Александр Туркин - Рассказы и повести дореволюционных писателей Урала. Том 2
— По Тунтору лесу быть не должно, так точно.
— А куда он делся?
— Вырубили-с.
— Кто вырубил?
— Вам хорошо известно. Я всегда докладывал своевременно.
— Докладывал, своевременно! Действительно, докладывал, только не своевременно. Боже мой, самовольные порубки в 20, в 30, в 100 тысяч дерев, неизвестно кем учиненные! Чудеса! Строили барки, плотили плоты, работали сотни рабочих, и обо всем этом только тогда стало известно, когда барки и плоты уплыли, рабочие разбрелись по домам и всякие следы исчезли, кроме пней да голого места. О, господи! Как земля тебя носит, Ирод? Ну, хорошо. Дальше. Черная речка — тоже для вас не годится. Где же?
Старшина думал, что можно бы указать Ванькину гарь, Медвежий лог и тому подобное, однако молчал и тоскливо смотрел на ярко раскрашенную карту дачи. Молчание его начинало производить странное действие на Псалтырина: мысли его невольно возвращались к Сухому логу, о котором просили мужики, и ему стало казаться, что нет решительно никаких оснований отказывать в их просьбе и что все доводы за отказ лишены всякого смысла. Впрочем, если б старшина не молчал, а настаивал, Псалтырин нашел бы опять тысячу возражений.
— Ну, что же ты молчишь?
— Воля ваша.
— Ну, однако?
— Да что… как хотите, так и делайте.
— Странный ты человек, Тихон Иваныч! Ну, а ты как думаешь, Ирод? — обратился Псалтырин к Голубеву:- Можно им Сухой лог отвести?
— Отчего нельзя? Можно.
— Да ведь сам же ты говорил, что они тогда весь Епанчин бор перепортят?

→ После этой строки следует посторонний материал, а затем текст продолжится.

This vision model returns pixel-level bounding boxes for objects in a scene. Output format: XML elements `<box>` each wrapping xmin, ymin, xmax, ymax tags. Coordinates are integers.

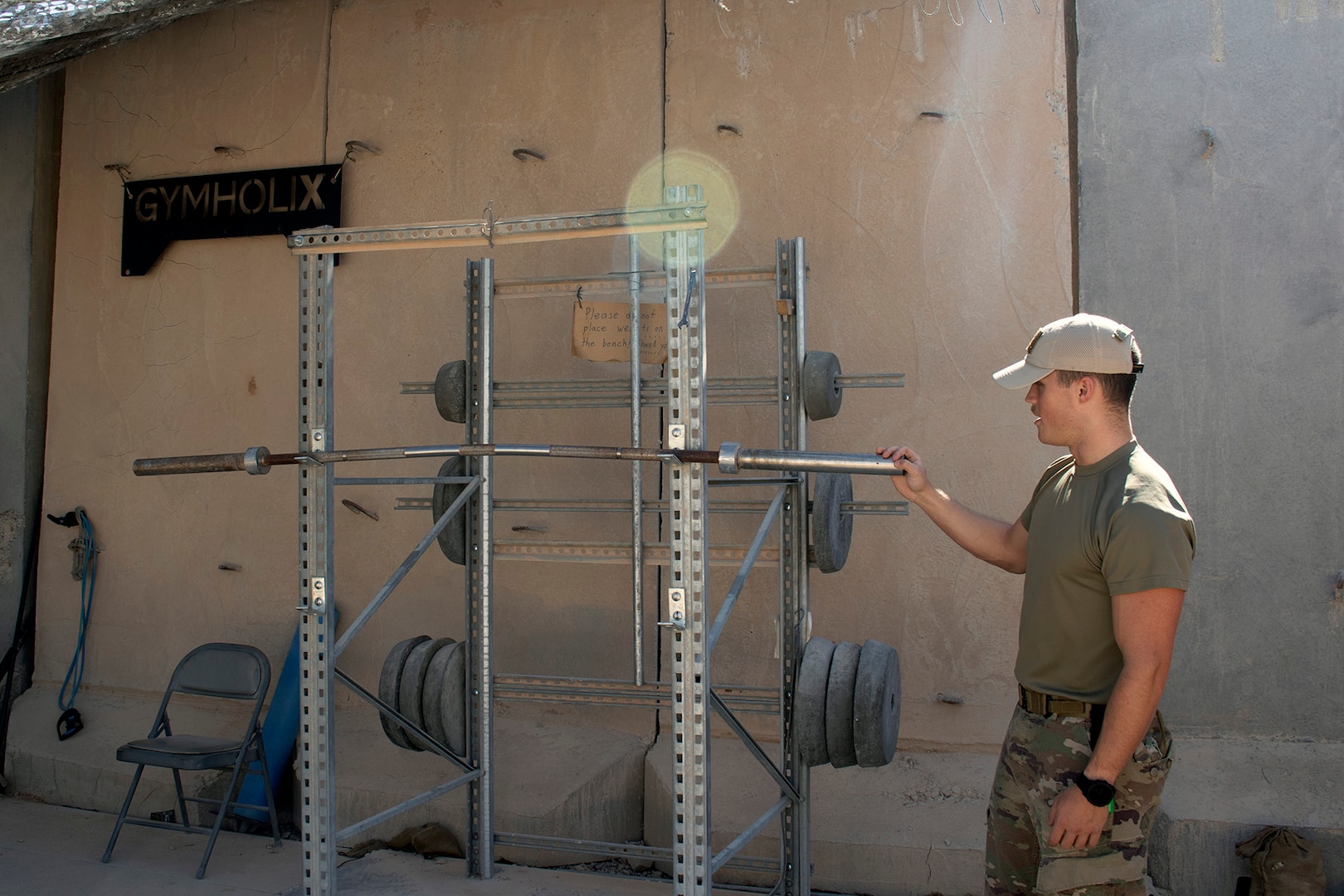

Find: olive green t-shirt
<box><xmin>1016</xmin><ymin>442</ymin><xmax>1195</xmax><ymax>703</ymax></box>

— Можно сторожей для охраны поставить.
— Сторожей, сторожей. Это мошенников-то, воров, негодяев? За штоф сами себя продадут. Будут пьянствовать, безобразничать, обирать мужиков — вот и все. Уж именно приставить козла караулить капусту.
— Как угодно. Мое дело сторона.
— Будто бы? А, говорят, кто-то уж и цену объявил по 20 рублей со двора, а?
Голубев чуть-чуть покраснел и несколько глухо проговорил:
— Какую цену?
— За право вырубки леса из ближайших мест, а?
— Не знаю-с.
— Не слыхал?
— Не слыхал-с.
— А ты не слышал, Тихон Иваныч?
— Насчет чего-с?
— Насчет того, что кто-то с погорельцев просил по двадцати рублей за вырубку леса?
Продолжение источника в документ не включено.